Lettres à Falconet
Lettres à Falconet, Texte établi par J. Assézat et M. TourneuxGarnierXVIII (p. 324-325).


XXIX


Ces diables de gens qui s’en vont à Pétersbourg ont tant d’affaires dans ce pays qu’on ne les aperçoit jamais qu’un moment avant leur départ. Je me hâte donc de vous griffonner quelques lignes que M. Weynacht vous remettra de la main à la main, et quand ? il n’en sait rien, ni moi non plus.

Premièrement, j’ai reçu les derniers plâtres que vous m’avez envoyés. Je vous en remercie tous les deux, et vous transmets, non mon éloge, dont vous ne feriez pas grand cas, mais celui des maîtres de l’art qui me les ont enlevés. Ordinairement on ne sollicite pas, on n’enlève pas, on ne suspend pas dans son atelier les choses qu’on n’estime pas. Mlle Collot à son clou chez Le Moyne, chez Guiart, chez Houdon, etc… Continuez, bonne amie, faites toujours de belles choses, et soyez sûre que si vous revenez jamais ici, et que le titre d’académicienne vous tente, il faudra bien qu’on vous l’accorde.

Nous vous aimons tous très-tendrement, et vous êtes aussi présent à notre souvenir que si nous en étions au moment douloureux de notre séparation.

J’ai vu, mon ami, trois brochures de vous[1], une lettre à moi, une facétie intitulée les Lunettes, et un Antidote aux menteries de l’abbé Chappe. M. Weynacht ne me laisse pas le temps de vous parler à mon aise de ces productions de votre loisir. Seulement, il n’est pas trop mal de savoir s’exprimer ainsi de la plume quand on a déposé l’ébauchoir.

Mademoiselle Gollot, votre frère est un bon diable, bien honnête, bien simple, bien épais, bien borné ; mais il fait son devoir ; mais il a des mœurs ; mais il est assidu à ses devoirs ; mais il entend son métier ; mais il commence à employer utilement son temps, et il ne tardera pas à se passer de tout secours.

J’ai remis à M. Weynacht un paquet de livres pour Sa Majesté Impériale. On ne produit rien ici d’un peu important dont on ne soit tenté de lui faire hommage. Elle est l’idole de tous ceux qui pensent. On nous déteste ; mais on se tait en notre présence. On souffre de notre admiration et de nos éloges ; mais on n’ose les contredire.
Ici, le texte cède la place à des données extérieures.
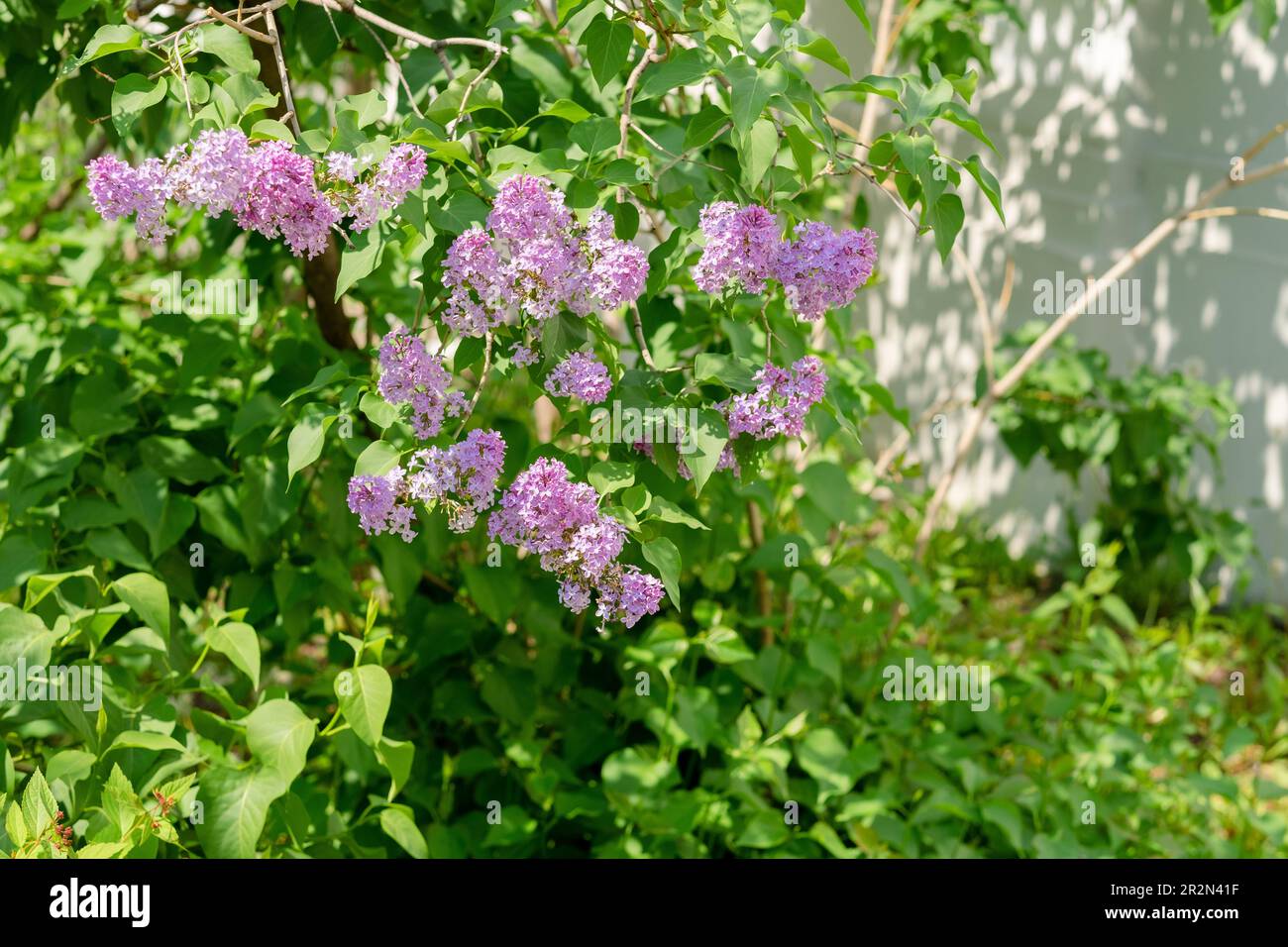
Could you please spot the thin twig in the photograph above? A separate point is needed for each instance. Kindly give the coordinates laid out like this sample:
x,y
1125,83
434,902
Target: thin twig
x,y
241,27
639,337
487,367
986,318
649,55
389,56
281,69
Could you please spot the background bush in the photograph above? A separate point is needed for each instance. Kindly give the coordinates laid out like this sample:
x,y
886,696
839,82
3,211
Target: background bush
x,y
746,719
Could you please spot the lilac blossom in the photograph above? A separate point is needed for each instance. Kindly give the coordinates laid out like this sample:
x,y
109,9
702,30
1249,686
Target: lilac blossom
x,y
472,272
533,258
116,191
520,355
780,402
580,375
822,269
380,504
739,250
268,187
342,165
545,513
460,478
410,373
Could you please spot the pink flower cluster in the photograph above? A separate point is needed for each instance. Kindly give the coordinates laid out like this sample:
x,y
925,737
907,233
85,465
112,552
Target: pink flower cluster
x,y
268,188
381,504
819,269
559,521
580,375
536,260
410,373
460,478
780,402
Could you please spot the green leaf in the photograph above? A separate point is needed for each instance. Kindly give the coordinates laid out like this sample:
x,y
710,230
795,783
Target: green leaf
x,y
1119,609
828,761
400,827
365,694
857,8
304,445
958,116
919,105
707,440
120,801
376,410
336,371
39,805
249,94
822,50
686,67
669,513
888,86
370,106
987,183
132,95
758,153
230,46
503,8
150,599
764,830
917,154
376,460
240,644
606,44
751,89
397,757
566,110
236,805
462,211
595,136
360,258
606,476
803,151
725,646
273,131
146,740
947,218
664,556
39,586
279,735
107,40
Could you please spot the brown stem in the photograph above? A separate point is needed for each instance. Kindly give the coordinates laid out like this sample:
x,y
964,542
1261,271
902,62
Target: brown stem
x,y
320,272
764,603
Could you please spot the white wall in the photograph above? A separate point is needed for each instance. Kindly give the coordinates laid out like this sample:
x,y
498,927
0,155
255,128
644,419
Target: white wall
x,y
1099,141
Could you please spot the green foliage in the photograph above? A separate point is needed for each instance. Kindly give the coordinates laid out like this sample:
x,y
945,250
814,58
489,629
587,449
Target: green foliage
x,y
277,684
1142,434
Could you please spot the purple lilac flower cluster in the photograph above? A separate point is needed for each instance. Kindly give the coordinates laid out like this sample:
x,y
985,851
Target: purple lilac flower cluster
x,y
536,260
410,373
268,187
381,504
580,375
780,402
520,355
460,478
548,514
819,269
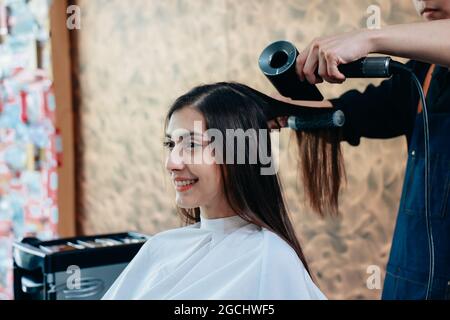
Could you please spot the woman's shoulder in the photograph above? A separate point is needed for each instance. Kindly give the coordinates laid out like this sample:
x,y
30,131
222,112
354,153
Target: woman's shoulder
x,y
174,233
275,245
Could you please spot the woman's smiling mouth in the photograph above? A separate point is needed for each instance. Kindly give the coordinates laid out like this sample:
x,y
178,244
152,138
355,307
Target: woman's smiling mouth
x,y
183,184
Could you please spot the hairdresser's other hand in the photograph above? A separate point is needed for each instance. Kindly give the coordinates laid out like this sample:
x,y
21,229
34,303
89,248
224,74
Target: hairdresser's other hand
x,y
277,123
320,59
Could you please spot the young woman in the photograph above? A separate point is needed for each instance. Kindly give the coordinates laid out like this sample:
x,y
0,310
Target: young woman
x,y
239,242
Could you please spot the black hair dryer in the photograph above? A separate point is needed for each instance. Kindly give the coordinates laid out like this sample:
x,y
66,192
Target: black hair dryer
x,y
277,62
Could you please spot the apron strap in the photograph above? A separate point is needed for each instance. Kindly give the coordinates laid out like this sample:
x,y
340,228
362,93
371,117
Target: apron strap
x,y
426,86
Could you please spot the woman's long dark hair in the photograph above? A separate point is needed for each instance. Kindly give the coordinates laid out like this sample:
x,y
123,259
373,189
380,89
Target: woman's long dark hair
x,y
255,197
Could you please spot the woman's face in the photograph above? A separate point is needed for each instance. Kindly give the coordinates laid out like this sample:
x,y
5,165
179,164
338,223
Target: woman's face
x,y
433,9
194,174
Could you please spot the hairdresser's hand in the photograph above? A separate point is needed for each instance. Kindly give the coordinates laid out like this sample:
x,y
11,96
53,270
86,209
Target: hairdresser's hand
x,y
320,59
277,123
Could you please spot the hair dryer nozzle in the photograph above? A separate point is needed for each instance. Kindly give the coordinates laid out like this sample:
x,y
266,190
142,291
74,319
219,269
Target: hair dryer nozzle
x,y
277,62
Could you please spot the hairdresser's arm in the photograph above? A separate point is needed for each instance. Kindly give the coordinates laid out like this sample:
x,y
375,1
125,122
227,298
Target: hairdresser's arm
x,y
383,111
423,41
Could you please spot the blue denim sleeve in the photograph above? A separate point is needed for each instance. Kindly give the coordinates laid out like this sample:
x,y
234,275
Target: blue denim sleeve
x,y
384,111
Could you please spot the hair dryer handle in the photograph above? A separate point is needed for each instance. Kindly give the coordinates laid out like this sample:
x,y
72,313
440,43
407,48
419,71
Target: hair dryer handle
x,y
368,67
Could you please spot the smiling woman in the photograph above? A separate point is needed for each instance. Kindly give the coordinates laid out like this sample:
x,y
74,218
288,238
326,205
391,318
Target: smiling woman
x,y
239,242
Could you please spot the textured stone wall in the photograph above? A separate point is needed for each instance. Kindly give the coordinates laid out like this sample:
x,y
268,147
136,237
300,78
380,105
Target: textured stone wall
x,y
135,57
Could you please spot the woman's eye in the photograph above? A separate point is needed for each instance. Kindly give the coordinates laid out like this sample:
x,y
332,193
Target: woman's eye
x,y
193,145
168,144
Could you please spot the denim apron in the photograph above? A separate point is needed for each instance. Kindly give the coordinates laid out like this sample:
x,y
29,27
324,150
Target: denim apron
x,y
408,269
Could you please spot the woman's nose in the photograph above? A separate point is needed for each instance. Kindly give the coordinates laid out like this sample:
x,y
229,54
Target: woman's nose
x,y
174,160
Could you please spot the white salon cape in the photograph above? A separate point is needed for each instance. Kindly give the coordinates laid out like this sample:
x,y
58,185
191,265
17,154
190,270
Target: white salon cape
x,y
224,258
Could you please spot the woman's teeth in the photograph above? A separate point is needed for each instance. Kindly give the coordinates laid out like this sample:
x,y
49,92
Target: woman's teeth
x,y
185,182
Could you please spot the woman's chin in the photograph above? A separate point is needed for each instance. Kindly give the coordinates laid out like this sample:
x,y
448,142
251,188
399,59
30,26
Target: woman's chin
x,y
186,203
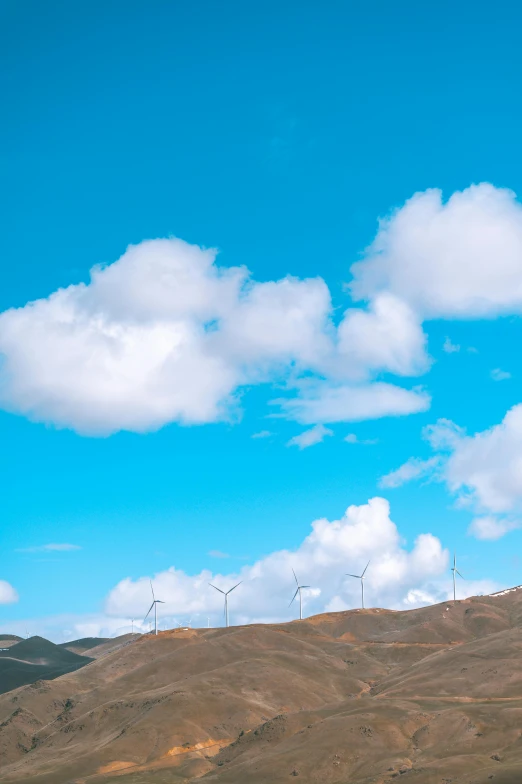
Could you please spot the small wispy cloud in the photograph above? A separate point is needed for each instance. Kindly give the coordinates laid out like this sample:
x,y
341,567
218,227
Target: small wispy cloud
x,y
48,548
449,347
414,468
310,437
500,375
351,438
490,528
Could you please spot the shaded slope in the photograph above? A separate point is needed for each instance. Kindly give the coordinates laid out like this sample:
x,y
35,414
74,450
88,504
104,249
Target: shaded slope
x,y
359,696
34,659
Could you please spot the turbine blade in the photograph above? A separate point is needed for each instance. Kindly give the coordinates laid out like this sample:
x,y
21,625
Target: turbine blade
x,y
217,589
234,588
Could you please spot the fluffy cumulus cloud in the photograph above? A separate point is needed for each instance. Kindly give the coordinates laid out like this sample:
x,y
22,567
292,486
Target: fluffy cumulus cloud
x,y
483,471
397,576
456,259
166,334
8,595
486,468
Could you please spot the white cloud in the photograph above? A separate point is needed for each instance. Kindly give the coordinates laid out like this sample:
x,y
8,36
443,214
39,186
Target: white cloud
x,y
165,334
500,375
328,403
352,438
387,336
461,258
486,469
8,594
443,435
414,468
315,435
46,548
491,528
449,347
325,555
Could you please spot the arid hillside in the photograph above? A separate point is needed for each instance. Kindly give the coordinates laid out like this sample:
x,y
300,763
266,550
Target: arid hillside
x,y
431,696
26,661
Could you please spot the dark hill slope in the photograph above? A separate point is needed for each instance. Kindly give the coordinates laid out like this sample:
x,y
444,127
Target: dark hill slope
x,y
368,697
84,644
35,659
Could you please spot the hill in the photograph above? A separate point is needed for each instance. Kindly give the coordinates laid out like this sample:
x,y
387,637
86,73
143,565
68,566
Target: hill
x,y
433,695
35,659
84,644
7,640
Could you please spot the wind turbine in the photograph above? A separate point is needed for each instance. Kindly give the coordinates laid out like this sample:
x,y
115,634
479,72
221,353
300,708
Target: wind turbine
x,y
361,578
154,604
225,594
298,591
455,572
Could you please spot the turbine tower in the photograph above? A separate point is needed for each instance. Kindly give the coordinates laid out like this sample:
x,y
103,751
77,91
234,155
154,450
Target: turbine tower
x,y
154,604
298,591
455,572
361,578
225,594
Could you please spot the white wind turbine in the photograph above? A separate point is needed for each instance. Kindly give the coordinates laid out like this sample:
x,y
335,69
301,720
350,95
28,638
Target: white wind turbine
x,y
361,578
225,594
154,604
299,591
455,572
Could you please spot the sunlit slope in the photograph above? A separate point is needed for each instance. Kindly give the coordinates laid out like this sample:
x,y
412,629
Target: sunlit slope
x,y
359,697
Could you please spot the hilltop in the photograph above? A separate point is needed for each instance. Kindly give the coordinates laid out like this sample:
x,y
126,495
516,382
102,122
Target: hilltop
x,y
26,661
364,696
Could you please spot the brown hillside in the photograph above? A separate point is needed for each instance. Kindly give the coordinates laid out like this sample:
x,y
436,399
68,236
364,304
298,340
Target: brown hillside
x,y
433,695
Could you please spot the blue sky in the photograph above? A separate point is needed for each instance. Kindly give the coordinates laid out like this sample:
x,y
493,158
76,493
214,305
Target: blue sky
x,y
279,134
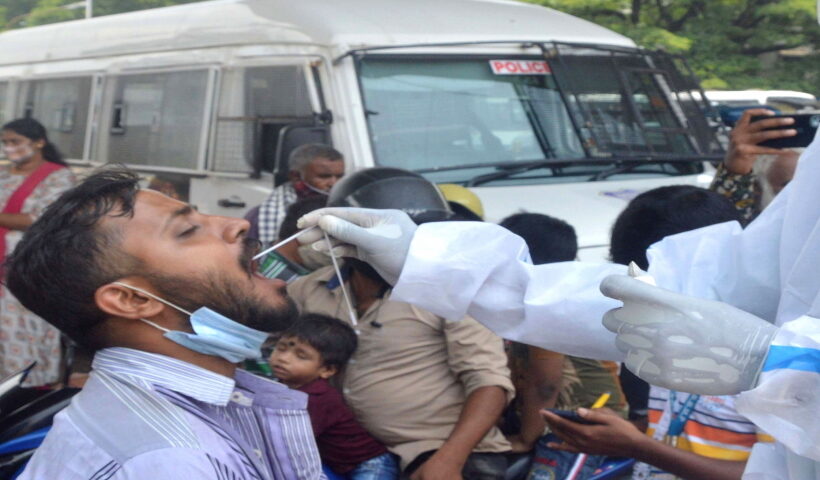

Les deux ouvrages contenus dans le paquet de M. Weynacht ont été accompagnés d’une lettre que je joins à celle-ci, afin que vous jugiez par vous-même jusqu’où l’auteur mérite la protection de Sa Majesté Impériale. En voilà deux autres que je vous prie de faire tenir à leurs adresses. Si vous aviez à Saint-Pétersbourg quelqu’un qui eût besoin d’un bon instituteur, marquez-le-moi. J’ai sous la main un jeune homme qui partirait avec la recommandation de Marmontel, de d’Alembert et la mienne. Ne perdez pas tout à fait cette commission de vue.

Je jouis de la haine publique la mieux décidée, et savez-vous pourquoi ? Parce que je vous envoie des tableaux. Les amateurs crient, les artistes crient, les riches crient. Malgré tous ces cris et tous ces criards, je vais toujours mon train, et le diable s’en mêlera, ou incessamment je vous expédierai toute la galerie Thiers. En attendant, vous aurez deux Claude Lorrain, un Vanderwerf, deux Guide, un Lemoine, et une copie de l’Io, du Corrége, par le même Lemoine. C’est ce qu’on peut avoir de mieux, l’original ayant été dépecé par cet imbécile, barbare, goth, vandale duc d’Orléans. L’impératrice va acquérir le cabinet de Thiers au milieu d’une guerre dispendieuse ; voilà ce qui les humilie et les confond.

À Paris, ce 20 mars 1771.



  1. Les Lunettes ne sont pas de Falconet ; du moins elles ne figurent pas dans ses oeuvres. Auguis attribue l’Antidote ou Examen du mauvais livre superbement imprimé… par l’abbé Chappe, à la collaboration de Falconet et de la princesse Dashkof, qui n’en parle point dans ses Mémoires.